In the end it found that John Lewis sold the newest version of the thing I wanted at 2025-model prices. It was delightfully excited and astonished by this (as was I, but I didn’t let on).

But I’d never tell it anything about my health or personal life or finances. The idea seems quite bizarre to me. I’m freaked out enough that it knows where I’m going on holiday and what my interests are, and uses this knowledge in subsequent conversations.

InLoveWithAI · 13/06/2026 10:50

BerryTwister · 13/06/2026 09:00

Question for those who use AI as emotional support, and think it’s a friend - does it have any limits and boundaries? If, for example, you confided that your boss was a bully, a really nasty vicious person who was cruel to everyone, and you wanted suggestions on how to kill him without being found out. Would ChatGPT help you with ideas to kill your boss?

No Chatgpt will not do that. It has guardrails in place.

The fact that people are asking these questions shows their knowledge on the subject.

So many have no idea about the advancements being made in this field. It's astounding the way people just parrot what they read 12 months ago, when new models are released monthly.

In the last 12 hours anthropic have had to pull their latest model Fable, because the US gov have deemed it a security risk (or they are still punishing anthropic for refusing them being able to use Claude for mass surveillance and some military usage).

LLMs are not ChatGPT 3 anymore.

It is here to stay, and it is changing the world. In good and bad ways. Thinking people are sad/stupid/bad for using it is incredibly outdated.

TheFarriersDaughter · 13/06/2026 10:57

Absolutely, @InLoveWithAI. I’m often surprised when I stumble upon limitations placed on Chat GPT. For instance, as far as I understand, it isn’t (currently) ‘allowed’ to recognise people’s faces in photographs. (Unless of the person it’s talking to.) I found that fascinating.

Beachtastic · 13/06/2026 10:58

DistantEarlyWarning · 13/06/2026 10:18

I’ve used ChatGPT (why are so many people calling it ChatGBT??) for information about travel itineraries and most recently for deciding which laptop to buy.

For the travel it’s really helpful to give ideas, so I might ask it for a 5 day itinerary for hiking and wildlife spotting wherever it is we’re going, at the right time of year etc. But some of the detailed itineraries (e.g. a day in Singapore) have been insanely optimistic and it’s confessed I’m right when I challenge it 😂. It’s pretty good on searching out independent accommodation too, to give a starting point.

For the laptop, it suggested a spec that I agreed with so I then asked it to find best value buying options from “reputable vendors” (to see what it would do). It only eliminated Ebay and other private sellers, and one of the options turned out to be for a lower spec machine when I looked carefully. ChatGPT apologised to me when I pointed this out - but I think that illustrates the need to double check all sources.

In the end it found that John Lewis sold the newest version of the thing I wanted at 2025-model prices. It was delightfully excited and astonished by this (as was I, but I didn’t let on).

But I’d never tell it anything about my health or personal life or finances. The idea seems quite bizarre to me.
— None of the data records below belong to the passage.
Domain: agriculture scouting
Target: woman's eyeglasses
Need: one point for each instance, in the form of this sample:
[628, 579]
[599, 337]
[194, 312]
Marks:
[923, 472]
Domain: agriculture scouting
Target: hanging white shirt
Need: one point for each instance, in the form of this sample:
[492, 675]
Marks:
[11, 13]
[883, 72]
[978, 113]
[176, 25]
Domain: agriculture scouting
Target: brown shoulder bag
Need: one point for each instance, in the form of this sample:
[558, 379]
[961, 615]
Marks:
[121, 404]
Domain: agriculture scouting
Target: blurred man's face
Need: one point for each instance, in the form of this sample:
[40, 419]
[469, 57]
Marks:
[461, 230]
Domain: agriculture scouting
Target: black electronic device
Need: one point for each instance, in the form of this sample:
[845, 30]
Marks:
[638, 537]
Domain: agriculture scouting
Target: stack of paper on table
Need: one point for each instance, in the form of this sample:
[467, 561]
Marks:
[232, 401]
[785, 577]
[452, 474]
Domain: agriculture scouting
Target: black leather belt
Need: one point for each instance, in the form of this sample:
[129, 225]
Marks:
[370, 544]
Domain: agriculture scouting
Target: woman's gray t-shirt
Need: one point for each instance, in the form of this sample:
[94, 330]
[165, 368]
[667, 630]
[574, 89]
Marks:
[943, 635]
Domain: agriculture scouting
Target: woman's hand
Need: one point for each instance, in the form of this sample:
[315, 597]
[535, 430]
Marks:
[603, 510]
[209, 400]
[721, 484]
I’m freaked out enough that it knows where I’m going on holiday and what my interests are, and uses this knowledge in subsequent conversations.

I'm the opposite: I'd never use it for travel plans as it summarises what it finds online, much of which can be outdated e.g. timetables, options available. I'd also never use it for researching "best buys" of anything that relies on live data to be precise.

On the other hand it's brilliant at synthesis and summary, which is where it comes in handy for exploring other topics.